Which will probably mean even fewer blog entries here…
Ho hum…

Thursday, September 10, 2009

“Due to work on his new novel, M F W Curran isn’t in at the moment. Please leave a message after the beep..."

Tuesday, August 18, 2009

Learning to flocking write again

Monday was frustrating. Very frustrating. It was the first day I sat down to dictate the novel, and boy was it hard work. You see writing a blog is very much like talking to someone about your writing, or anything else for that matter. Writing a novel, or any fiction, requires you to think a lot more about what you say before you say it. So this blog entry for example, is very much written, or in my case – spoken, on the hoof. (I’ve said it before, you can get away with a lot more here. Try that with a novel and you'll only get rambling prose.)

I would say the other important impact on dictating a novel, especially a fantasy novel, whatever speech recognition software you're using has to cope with the myriad of fantasy names that aren't part of everyday speech and cannot be found in the average dictionary. So when you talk about “Count Ordrane of Draak” what you actually get is “count ordering of drought”. Or perhaps “count ordering of drug”. Either way you find yourself amending the text but also the dictionary to make sure it doesn't happen again... Which invariably it does: computers are clever, and they are so intuitive, but they are also fallible
On Monday, what with all the correcting and deleting of erroneous text, I managed to write 1500 words in the time it would normally take me to type 3000 words. So basically dictating at the moment is halving my productivity. I am not the most patient of people, I admit, and my frustration often boiled over yesterday. In fact if one had read the unedited text from Monday one would have found various expletives dotted around paragraphs. Or rather they might have been expletives, but the software could not recognise swear words so instead of the obvious, “flock” or “ flocking hell” or “for flock’s sake” appeared time and time again as markers of my compounded frustration. Instead of a book about vampires and Demons, it was starting to look like a book about the migratory habits of birds.

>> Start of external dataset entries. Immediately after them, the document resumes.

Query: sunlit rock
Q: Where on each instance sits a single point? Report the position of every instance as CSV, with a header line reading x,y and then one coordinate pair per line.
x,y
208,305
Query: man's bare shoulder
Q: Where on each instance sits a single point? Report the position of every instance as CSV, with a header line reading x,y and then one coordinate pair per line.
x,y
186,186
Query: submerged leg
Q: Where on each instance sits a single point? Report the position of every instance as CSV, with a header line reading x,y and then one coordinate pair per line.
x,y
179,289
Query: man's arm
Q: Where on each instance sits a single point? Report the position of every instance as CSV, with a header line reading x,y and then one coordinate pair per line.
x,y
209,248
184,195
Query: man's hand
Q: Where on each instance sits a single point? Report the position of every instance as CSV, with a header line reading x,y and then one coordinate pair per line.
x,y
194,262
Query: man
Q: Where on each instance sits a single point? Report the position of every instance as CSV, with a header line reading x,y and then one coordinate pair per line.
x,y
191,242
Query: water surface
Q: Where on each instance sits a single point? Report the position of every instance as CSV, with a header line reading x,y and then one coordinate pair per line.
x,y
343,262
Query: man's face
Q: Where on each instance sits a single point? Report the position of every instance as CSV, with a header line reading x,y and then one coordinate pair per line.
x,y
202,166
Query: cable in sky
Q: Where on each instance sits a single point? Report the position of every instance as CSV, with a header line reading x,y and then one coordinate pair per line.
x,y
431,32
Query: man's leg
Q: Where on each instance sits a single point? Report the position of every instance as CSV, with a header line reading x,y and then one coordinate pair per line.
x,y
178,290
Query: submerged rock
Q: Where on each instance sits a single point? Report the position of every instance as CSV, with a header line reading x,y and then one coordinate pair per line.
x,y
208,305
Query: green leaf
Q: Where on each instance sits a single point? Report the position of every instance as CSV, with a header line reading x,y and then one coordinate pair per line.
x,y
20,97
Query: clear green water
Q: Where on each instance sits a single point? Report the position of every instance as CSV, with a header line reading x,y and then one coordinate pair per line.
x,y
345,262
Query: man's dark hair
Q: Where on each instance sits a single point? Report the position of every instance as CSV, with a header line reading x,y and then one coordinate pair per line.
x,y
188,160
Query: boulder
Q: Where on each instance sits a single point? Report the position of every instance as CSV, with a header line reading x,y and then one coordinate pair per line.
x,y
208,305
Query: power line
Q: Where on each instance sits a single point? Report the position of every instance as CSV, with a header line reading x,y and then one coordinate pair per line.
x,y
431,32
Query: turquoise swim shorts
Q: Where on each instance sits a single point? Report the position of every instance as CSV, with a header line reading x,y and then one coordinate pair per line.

And obviously a bit of frustration here and there means I am less thinking about the text, but more how I can achieve the text without having to type it. So I guess the quality in this first draft might be a little hit and miss while I get used to using speech recognition software. I can later change the contents during the drafting process and it's something I'm not too bothered about right now, but being an impatient soul, it galls me that it won't be perfect or near as dammit perfect from the start.

Not that I'm complaining too much. My learning curve is quite steep and I'm learning very quickly how to manipulate speech recognition software to recognise my voice and so that I can navigate around the computer with the least fuss possible. In fact I should be quite pleased with the way it is going, you see my dad had one of the first speech recognition programs on his computer and I remember trying to use it; it took an entire evening to write a simple paragraph. That was in the early 90s, and speech recognition was quite quite primitive (though still a little exciting, after all operating anything by speech alone is the stuff of science-fiction).
Now the software is a little bit more sophisticated, and it seems to recognise most of what I say. It seems a long way from the 80s and I can't help but think of that scene in Star Trek: the voyage home (come on, you don't have to be a Trekkie to remember this) where Chief engineer Scotty is sitting down at a 1980s computer trying to talk to it to make it work, resorting to talking down the mouse thinking that would work. What I'm doing now 13 years later is a far cry from the 1980s but not that far from the technology present in shows such as Star Trek, and while this technology is not quite perfect, it's getting there, and with computer power increasing with each generation of PC, speech recognition software will become more and more important in our lives.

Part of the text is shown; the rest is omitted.